Chlamydomyxa labyrinthuloides Archer, 1875
Chlamydomyxa labyrinthuloides is a heterokont alga known since the last century. It lives on Sphagnum and other water plants as aplanospores or plasmodia. Chlamydomyxa labyrinthuloides shares morphological features with xanthophytes and chrysophytes, whereas pigment composition indicates a grouping with the phaeophytes, raphidophytes and chrysophytes. The sequence of the SSU rRNA gene and its phylogenetic reconstruction unambiguously demonstrate that Chlamydomyxa labyrinthuloides is related to the chrysophytes.



In 1875 Archer described Chlamydomyxa labyrinthuloides as a new species and genus. He observed the germination of the aplanospore resulting in an amoeboid organism with finely branched filopodia and yellowish-green plastids in the central cytoplasm, but did not detect nuclei.
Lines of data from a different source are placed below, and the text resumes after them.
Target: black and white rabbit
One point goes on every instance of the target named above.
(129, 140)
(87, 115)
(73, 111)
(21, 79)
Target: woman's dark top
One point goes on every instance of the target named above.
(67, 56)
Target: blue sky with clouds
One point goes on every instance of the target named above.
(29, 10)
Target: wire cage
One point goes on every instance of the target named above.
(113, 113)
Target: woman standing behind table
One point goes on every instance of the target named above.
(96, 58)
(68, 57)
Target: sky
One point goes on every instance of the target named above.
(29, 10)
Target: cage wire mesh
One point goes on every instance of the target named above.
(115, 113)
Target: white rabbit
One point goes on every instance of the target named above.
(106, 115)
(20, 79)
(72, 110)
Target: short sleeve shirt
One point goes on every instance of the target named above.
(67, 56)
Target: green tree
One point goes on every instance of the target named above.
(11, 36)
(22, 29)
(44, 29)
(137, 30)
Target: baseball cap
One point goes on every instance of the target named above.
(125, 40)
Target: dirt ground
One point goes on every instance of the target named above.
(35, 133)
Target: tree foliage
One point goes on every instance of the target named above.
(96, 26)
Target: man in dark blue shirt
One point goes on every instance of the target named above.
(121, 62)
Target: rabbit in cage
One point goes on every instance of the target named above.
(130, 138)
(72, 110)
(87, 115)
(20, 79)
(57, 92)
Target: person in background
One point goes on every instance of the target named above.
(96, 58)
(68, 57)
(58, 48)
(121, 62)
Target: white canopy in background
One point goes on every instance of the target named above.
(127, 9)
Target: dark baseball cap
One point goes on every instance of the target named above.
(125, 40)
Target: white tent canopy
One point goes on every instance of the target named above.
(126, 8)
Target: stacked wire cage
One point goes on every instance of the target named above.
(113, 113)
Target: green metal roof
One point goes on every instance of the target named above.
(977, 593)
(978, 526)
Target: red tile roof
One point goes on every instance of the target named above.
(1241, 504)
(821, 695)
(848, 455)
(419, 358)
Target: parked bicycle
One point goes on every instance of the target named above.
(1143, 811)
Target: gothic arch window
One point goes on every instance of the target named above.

Aplanospores of Chlamydomyxa are rarely found within the hyaline cells of Sphagnum, but mostly between the moss `leaves’ and other water plants. In culture germination of the amoebae can be induced by changing the medium or by `washing’ the aplanospores with a Pasteur pipette. The germination rate can be rather low, only 5-10% after 3 days, and starts with partial disintegration of the cell wall. Finally, the cell hatches out through a more or less circular opening, leaving behind the remains of enclosed algae and reddish granules, which usually accumulates in older aplanospores. In many cases, cells leave the aplanospores without filopodia. The plasmodium either divides and the new one forms an aplanospore or it generates an aplanospore without division. In some cases cell division finishes before the whole plasmodium hatches out of the cell wall and the new aplanospore develops within the old cell wall. In other cases, the amoeba has thin multiple branches formed by the peripheral hyaline part of the cytoplasm even before the entire cell leaves the aplanospore.
In plasmodia (multinucleate amoebae) no dominant contractile vacuole is found. Instead many small vacuoles are present together with many granules. The disc-shaped chloroplasts are located in the central portion of the cytoplasm, and are yellowish-brown under high-light and greenish-brown under low-light conditions. Size of the plasmodia varies from 15 µm to 180 µm. Division of plasmodia is initiated by a constriction of the cytoplasm, giving a dumbbell-like impression.
Finally the cytoplasmic connection between the two parts brakes. Cell division is finished within 30 min. Repeated division or separation of small parts of the plasmodium can result in fragments that usually still contains several nuclei. Plasmodia move rather slowly, mostly by a distance of their own diameter or less during 1 h.
Chlamydomyxa phagocytoses diatoms (Eunotia, Frustulia, Pinnularia) and Synechococcus, but not bigger desmids. To induce phagocytosis, plasmodia must be cultivated for several days in darkness. Prey organisms (encountered by chance) are surrounded by filopodia and transported to the central part of the plasmodium in a large vesicle, where they were digested within 2-4 h.
Approximately 1 week after germination the plasmodium encysts. Aplanospore formation is initiated by retraction of the filopodia and parts of the central cytoplasm. After 1 day a cell wall is visible and after 1 week the wall often appears multilayered. In some cases it can be seen that the cytoplasm has retracted slightly and a new layer of the cell wall has developed. In older cultures deficient in nitrogen and phosphorus, a red pigment accumulates in the aplanospores. To eliminate these pigmented granules, a part of the organism hatches out of the cell wall, the granules are ejected, and the cytoplasm retracts back and develops a new cell wall within the original cyst. Chlamydomyxa sometimes encysts inside the original aplanospore without developing new plasmodia, or division of the cytoplasm can take place prior to this encystment.
Zoospores are not detectable. However, morphological features do not unambiguously place Chlamydomyxa within the chrysophytes. Amoeboid or plasmodioid structures as the main stage in the life history are seen in both the Chrysamoebae or Myxochryidae. The Chrysamoebae (Poche, 1913) are defined as naked cells with a tendency to form lobed and branched extensions. Vegetative cells are amoeboid in most parts of the life history ; flagellate states occur in some genera and in others were never observed. This difference was used to place those organisms with a flagellate state in the Rhizochrysidae Pascher ex Reichennau and those in which it is absent in the Chrysachniaceae Pascher (1931). Today the absence of flagellate states is not considered to be a good taxonomic feature (Preisig, 1995). Amoeboid states occur in different groups of chrysophytes.
The above information is from Tekle et al, 2007.